Sunday, January 25

I was a reading child.  I got books from our village library, our town library, and the city library.  Books from Providence would come home with my father, who would go there and get three at a time for me, recommended by the children's librarian.  (No -- I never visited a school library, though I'm now a school librarian.) I lived in these books.  Besides playing outdoors, in the small woods and on the shore, and riding my bike all over the neighborhood, reading is where I lived. When my father would come home with three new books, I'd wait till after supper or bedtime, get into my pajamas, then get into bed and examine each one in the stack -- smell it, look at it, savor its promise, then decide which one to read first.  One day when I was about nine, he brought home what would become one of my favorite, most magical books.  It was The Lion, the Witch, and the Wardrobe.  Once I went into that wardrobe, my life changed forever.  My bedroom had a large closet under the eaves, and I'd lie in bed at night, KNOWING that if I just believed hard enough I could go into my closet and reach back and enter Narnia. I never got out of bed and actually tried -- so maybe some part of me also knew that it wouldn't happen.  Such is the duality of childhood thinking and desire.  You KNOW that it's true, that the only thing lacking is your lack of faith.  And you're not willing to risk being wrong.  So you go on thinking about your closet and what might happen if you really try.  (Just as, a few years later in junior high school, when I went on a science fiction reading jag, thanks to the tastes of a boy I had a crush on, I KNEW that if I believed and tried hard enough, then ESP would work, and I could silently transmit my thoughts to David Sanderson across the room.)

Narnia was where I wanted to go, and I read the magical book more than once and lived inside it.  But -- and this baffles me -- I never found out till much later that there were other books in the series.

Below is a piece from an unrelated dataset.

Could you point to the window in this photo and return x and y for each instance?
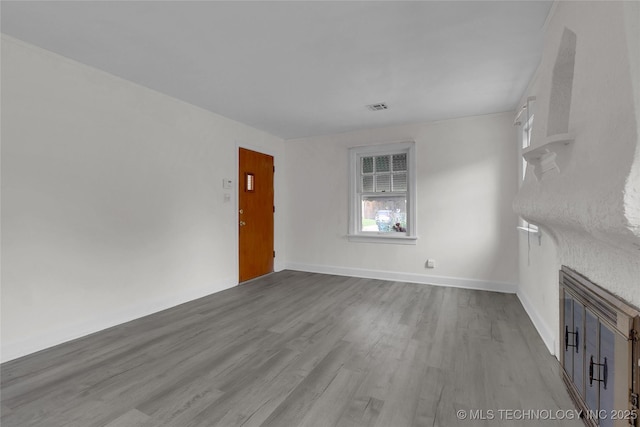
(382, 193)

I guess I always had enough to read, and I didn't talk about my reading with anyone, and the wonderful and anonymous librarian who sent these treasures home didn't think to send me more Narnia books, so I never knew that there were more.
Then some years later, in college, my friend Jennifer and I discovered Tolkien and also made friends with a graduate student at the Episcopal Theological School and his wife, who was a children's librarian.  And this wonderful woman, Carol Hole, fed Jennifer and me with wonderful new children's books that we'd missed and ones that were new, and we discovered the remaining six Narnia books.  And were not too old or sophisticated to enjoy them with the same intensity as our child selves.  And we also discovered that Blackwells Bookshop in Oxford,England, would send us books on faith that we'd pay.  So we acquired lovely hardcover versions of Narnia, and Lord of the Rings, and Charles Williams, and other writers.  I still have these books, but I doubt that Blackwells is now so free about sending to unknown Americans. 
And now, today, because my job kept me imprisoned for several hours of low-key supervision of teenage boys, I read all of Laura Miller's book about Narnia ("the Chronicles," as she calls them).  Since I'm a huge fan of Philip Pullman's His Dark Materials books, I've read his virulent opposition to Lewis's fiction and been ambivalent about my own love of the Narnia books.  But the brilliant and articulate Laura Miller has redeemed them for me, putting such criticisms in their place.  I'm not writing here a review of Miller's very fluent and personal book but a suggestion that anyone who has been enchanted by Narnia might like to read what Miller has to say in The Magician's Book.